In reality it’s a distraction from the real-terms pay cuts workers are suffering as inflation stays high, wages stay low and public spending is slashed. Some 40 percent of gains from the tax and benefit measures will go to the richest fifth of the population.
The top 20 percent gain on average £1,000, while the bottom fifth gets just £200. And despite the cuts, taxes will rise by 4.5 percent of GDP between 2019-20 and 2028-29.
The Resolution Foundation thinktank says that by the end of the 2020s the average household will be paying £4,300 more in tax than they were in 2019.
At the same time, even the tame Office for Budget Responsibility (OBR) warned that average living standards are set to be 3.5 percent lower at the next election than they were at the last one.
The OBR said this will represent “the largest reduction in real living standards since records began in the 1950s”. And, because it’s an average, the increased hardship and poverty is going to be even greater for millions of workers and people on benefits.
And frozen income tax thresholds drag more people into paying tax or paying more. Hunt laid out an election bribe of a cut in national insurance paid by most workers.
But that’s a small gesture compared to the real-term cuts most workers have suffered as inflation has soared above wages. And 19 million adults are unaffected because their income is less than the starting rate for national insurance payments.
In any case, all such concessions are funded by the enormous spending cuts from 2025 onwards.
By 2028, day-to-day spending in some departments will be 16 percent lower than now.
The Institute for Fiscal Studies estimates that investment budgets face cuts of £13 billion for the same period, relative to plans Rishi Sunak himself put together when he was chancellor under Boris Johnson.
Pranesh Narayanan, a leading economic researcher, said, “These spending plans amount to a second round of Osborne-ite austerity. Austerity was the policy that set us on the track to economic stagnation in the 2010s.
“It was largely achieved by cutting public investment and holding down public sector pay. The results? Crumbling schools and record NHS waiting lists.”
But there’s plenty for the bosses. Hunt said his main £9 billion handout to the corporations was the “largest business tax cut in modern British history”.
He said, “It means we have not just the lowest headline corporation tax rate in the G7 but its most generous capital allowances,” he crowed.
He also unveiled 12 more “investment zones”—what he called “mini Canary Wharfs”. These are low tax, low regulation business areas to encourage profit-making.
Brutal new attacks on benefit claimants and nothing for NHS
One of the most vicious attacks in chancellor Jeremy Hunt’s announcement is to force people off benefits and to do their “duty” by working.
From April 2025, if claimants deemed fit to work don’t find jobs after 18 months they will be forced to undergo “mandatory” work placements. Failing this, they have their payments snatched altogether.
People who don’t work because of ill health or disability incapacity benefit claimants stand at 2.4 million and the number is set to reach 2.9 million by 2028-29.

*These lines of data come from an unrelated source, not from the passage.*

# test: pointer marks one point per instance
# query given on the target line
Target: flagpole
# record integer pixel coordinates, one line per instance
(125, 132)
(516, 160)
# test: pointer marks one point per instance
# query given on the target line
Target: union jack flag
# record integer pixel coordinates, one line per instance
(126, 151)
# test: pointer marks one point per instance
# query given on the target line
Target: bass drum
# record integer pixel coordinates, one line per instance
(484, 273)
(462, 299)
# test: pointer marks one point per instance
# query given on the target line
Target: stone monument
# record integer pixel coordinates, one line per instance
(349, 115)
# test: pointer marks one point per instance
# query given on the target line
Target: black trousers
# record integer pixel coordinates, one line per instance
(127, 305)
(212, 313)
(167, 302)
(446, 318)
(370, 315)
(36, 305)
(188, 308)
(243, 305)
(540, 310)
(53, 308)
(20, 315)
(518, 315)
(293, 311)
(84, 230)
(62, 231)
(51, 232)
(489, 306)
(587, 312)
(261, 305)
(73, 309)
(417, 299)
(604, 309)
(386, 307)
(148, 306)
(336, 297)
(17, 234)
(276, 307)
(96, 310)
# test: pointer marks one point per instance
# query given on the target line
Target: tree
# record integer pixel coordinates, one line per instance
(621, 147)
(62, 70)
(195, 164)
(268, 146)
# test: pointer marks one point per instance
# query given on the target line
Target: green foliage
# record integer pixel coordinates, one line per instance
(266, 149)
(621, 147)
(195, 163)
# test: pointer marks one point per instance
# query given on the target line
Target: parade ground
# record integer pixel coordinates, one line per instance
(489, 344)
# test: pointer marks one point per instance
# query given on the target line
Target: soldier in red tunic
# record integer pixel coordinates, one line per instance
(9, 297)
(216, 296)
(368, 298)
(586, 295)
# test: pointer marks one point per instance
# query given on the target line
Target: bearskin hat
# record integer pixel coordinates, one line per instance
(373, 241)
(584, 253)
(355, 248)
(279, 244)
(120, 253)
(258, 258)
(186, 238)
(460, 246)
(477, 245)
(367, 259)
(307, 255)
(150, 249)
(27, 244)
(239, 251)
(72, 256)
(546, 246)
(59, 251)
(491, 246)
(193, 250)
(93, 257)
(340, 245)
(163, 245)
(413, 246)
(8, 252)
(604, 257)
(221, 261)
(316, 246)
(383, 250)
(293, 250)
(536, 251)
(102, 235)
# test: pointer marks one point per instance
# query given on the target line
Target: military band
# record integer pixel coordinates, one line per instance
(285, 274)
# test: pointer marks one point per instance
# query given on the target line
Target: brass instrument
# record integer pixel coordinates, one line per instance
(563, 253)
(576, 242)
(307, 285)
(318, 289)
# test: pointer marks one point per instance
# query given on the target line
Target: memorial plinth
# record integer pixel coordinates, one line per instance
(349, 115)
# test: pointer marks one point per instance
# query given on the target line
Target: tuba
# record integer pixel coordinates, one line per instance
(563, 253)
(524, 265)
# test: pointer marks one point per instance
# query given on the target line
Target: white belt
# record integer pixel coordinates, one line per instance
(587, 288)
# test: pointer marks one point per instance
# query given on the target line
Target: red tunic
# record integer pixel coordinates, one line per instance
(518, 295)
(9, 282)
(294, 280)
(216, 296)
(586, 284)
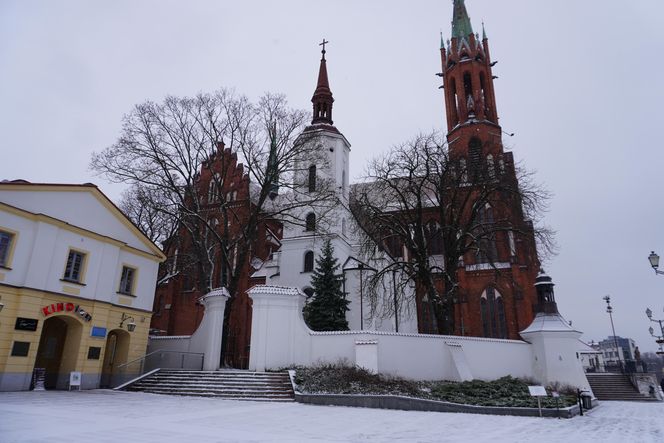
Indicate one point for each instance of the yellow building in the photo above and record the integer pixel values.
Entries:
(77, 283)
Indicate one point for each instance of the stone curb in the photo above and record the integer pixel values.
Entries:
(417, 404)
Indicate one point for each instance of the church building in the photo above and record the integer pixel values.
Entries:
(496, 294)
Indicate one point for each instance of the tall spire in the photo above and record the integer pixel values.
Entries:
(461, 27)
(322, 98)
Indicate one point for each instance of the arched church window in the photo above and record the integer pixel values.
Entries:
(434, 238)
(463, 169)
(486, 245)
(216, 182)
(454, 99)
(492, 310)
(474, 157)
(490, 166)
(484, 95)
(310, 223)
(312, 178)
(467, 85)
(309, 261)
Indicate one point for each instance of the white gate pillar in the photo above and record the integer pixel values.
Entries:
(207, 338)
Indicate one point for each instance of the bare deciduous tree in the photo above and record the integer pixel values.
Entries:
(427, 209)
(166, 148)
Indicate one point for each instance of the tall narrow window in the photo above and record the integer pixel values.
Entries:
(492, 311)
(308, 261)
(214, 189)
(463, 170)
(5, 246)
(474, 158)
(127, 280)
(312, 178)
(490, 166)
(454, 99)
(486, 252)
(310, 224)
(434, 239)
(483, 94)
(74, 269)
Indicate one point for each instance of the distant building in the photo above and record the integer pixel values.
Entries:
(497, 296)
(77, 283)
(613, 355)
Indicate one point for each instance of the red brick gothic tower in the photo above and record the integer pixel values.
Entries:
(468, 82)
(497, 293)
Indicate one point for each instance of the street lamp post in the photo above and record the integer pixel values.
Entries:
(659, 339)
(654, 262)
(609, 309)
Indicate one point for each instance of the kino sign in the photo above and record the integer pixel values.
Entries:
(65, 307)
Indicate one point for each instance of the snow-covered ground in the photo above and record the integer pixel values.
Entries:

The changes mean some extra 370,000 people with disabilities and chronic health conditions will be ineligible for the incapacity benefits worth £390 a month on top of other benefits.
The cynical attacks ignores why people are unable to work. And claimants that currently face open-ended sanctions, where they have their benefits stopped, for more than six months will now have their claims closed.
This would also end their access to other benefits such as free prescriptions and legal aid.
National insurance is set to be cut by 2 percent and minimum wage has risen by £1.02 an hour. But frozen income tax thresholds drag more people into paying tax.
Elisa is on minimum wage. “I’m only just getting by—barely affording rent and with food prices going up and the cost of living crisis I make sure I’m tactical with my meals” she told Socialist Worker.
“You don’t get paid enough. Especially in London, it’s not even close to a real living wage.”
As she’s 22-years-old, Elisa’s pay will now be brought in-line with 23-year-olds. “I’m happy about that, but it’s still not good. I still need more than a fiver extra a day to survive” she added.
Jordan is a health worker. She said the absence of any extra funding or provisions for the NHS last week were “shocking”. “It’s so back to front,” she told Socialist Worker.
“The people in charge of us don’t give a shit if people live or die. They don’t care if we’re getting our health needs met.
Jordan said as winter hits, the NHS is going to be under extra strain. “People in the NHS dread this time all year round.
“We have to be active, not just to campaign to get the Tories out, but in our workplaces kicking up a massive fuss. We can’t accept this—we can’t let these people be in charge of us anymore.”